Colorado Medical Society Resolution 11-P
Statewide Master Patient Index
Passed House of Delegates September 17, 2006
Author: John Ogle, MD, MPH
Submitted by Boulder County Medical Society
Note: There were 2 changes between this final (passed) resolution and the original resolution as submitted by Boulder County. The bold (emphasis) text was replaced with normal text and the last 3 words were sticken. View as originally submitted.
WHEREAS, Colorado has just initiated landmark immigration legislation reducing non emergency benefits to undocumented immigrants, and
WHEREAS, emergency medical providers will continue to provide care and likely encounter even more uninsured patients without standardized electronic health records, and
WHEREAS, patients who receive fractionated care throughout the state usually get lower quality and less efficient services, and
WHEREAS, there is a consensus that the “Continuity of Care Record” (CCR)* dataset should be exportable and available at the point of care during emergencies, and
WHEREAS, an integrated, patient-centric, decentralized health information exchange system improves care, honors patients’ wishes (including DNR and opt-out capability) and reduces costs by minimizing redundant, unnecessary or previously rejected interventions; therefore be it
RESOLVED, that CMS supports a statewide secure and accessible network for sharing clinical data by encouraging adoption of a dedicated, secure, master patient index† to improve care and reduce ambiguity during electronic record exchange between dissimilar hospitals.
*CCR: “Continuity of Care Record” is a core data set of the most relevant current and past information about a patient’s health status and healthcare treatment. This EMR subset is standardized and transportable, and is widely accepted by the AMA, HIMSS and others. The record is prepared by a practitioner at the conclusion of a healthcare encounter, and enables the next practitioner to readily access such information.

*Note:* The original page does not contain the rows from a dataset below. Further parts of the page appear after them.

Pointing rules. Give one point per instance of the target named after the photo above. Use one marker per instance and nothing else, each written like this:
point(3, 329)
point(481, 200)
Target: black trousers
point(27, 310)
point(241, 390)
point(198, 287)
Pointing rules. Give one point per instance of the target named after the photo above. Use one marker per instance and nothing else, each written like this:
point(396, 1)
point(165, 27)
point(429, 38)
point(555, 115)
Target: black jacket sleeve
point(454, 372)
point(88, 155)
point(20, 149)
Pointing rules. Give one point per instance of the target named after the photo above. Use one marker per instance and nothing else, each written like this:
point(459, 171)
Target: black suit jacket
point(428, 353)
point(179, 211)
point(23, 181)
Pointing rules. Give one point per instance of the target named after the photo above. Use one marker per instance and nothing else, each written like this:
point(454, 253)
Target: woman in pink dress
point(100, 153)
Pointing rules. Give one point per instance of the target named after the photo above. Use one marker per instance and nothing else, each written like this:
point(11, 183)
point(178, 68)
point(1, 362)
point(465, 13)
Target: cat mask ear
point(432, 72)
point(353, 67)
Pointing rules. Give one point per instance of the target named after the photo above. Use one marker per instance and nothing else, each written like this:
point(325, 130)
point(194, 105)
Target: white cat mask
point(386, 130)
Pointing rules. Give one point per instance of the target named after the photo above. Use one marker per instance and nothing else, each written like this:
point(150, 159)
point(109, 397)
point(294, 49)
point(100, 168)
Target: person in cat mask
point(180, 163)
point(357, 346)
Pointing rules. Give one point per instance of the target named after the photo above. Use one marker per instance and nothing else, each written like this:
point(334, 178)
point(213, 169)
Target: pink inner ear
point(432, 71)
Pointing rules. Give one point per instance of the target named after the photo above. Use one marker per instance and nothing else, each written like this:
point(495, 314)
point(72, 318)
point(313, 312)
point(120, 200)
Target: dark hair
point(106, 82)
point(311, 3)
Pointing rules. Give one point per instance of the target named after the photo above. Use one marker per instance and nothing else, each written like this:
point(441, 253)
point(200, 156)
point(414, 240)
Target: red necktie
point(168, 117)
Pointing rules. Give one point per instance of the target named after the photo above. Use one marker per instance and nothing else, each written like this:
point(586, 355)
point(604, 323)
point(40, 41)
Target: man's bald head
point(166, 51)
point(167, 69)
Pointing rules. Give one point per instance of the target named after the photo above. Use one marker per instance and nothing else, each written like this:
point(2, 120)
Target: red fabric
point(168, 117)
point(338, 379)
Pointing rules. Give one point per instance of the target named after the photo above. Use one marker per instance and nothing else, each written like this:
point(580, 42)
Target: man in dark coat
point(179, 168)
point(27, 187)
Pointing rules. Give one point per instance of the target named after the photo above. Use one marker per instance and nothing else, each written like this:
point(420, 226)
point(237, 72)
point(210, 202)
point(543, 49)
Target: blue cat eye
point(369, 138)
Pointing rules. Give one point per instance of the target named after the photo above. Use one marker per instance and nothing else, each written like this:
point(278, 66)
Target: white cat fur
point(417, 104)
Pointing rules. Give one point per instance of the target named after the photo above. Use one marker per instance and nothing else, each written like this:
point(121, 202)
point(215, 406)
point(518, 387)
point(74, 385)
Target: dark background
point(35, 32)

†MPI: “Master Patient Index,” is a data retrieval strategy whereby a guarded set of unique patient identifiers allows authenticated queries to securely “point” to the correct hospital and internal identifier (medical record number, account number, etc), thereby generating a probabilistic “match list” for review by a credentialed requestor. Data remains decentralized and does not reside in any single statewide repository. The Internet and banking systems have used this strategy for over a decade.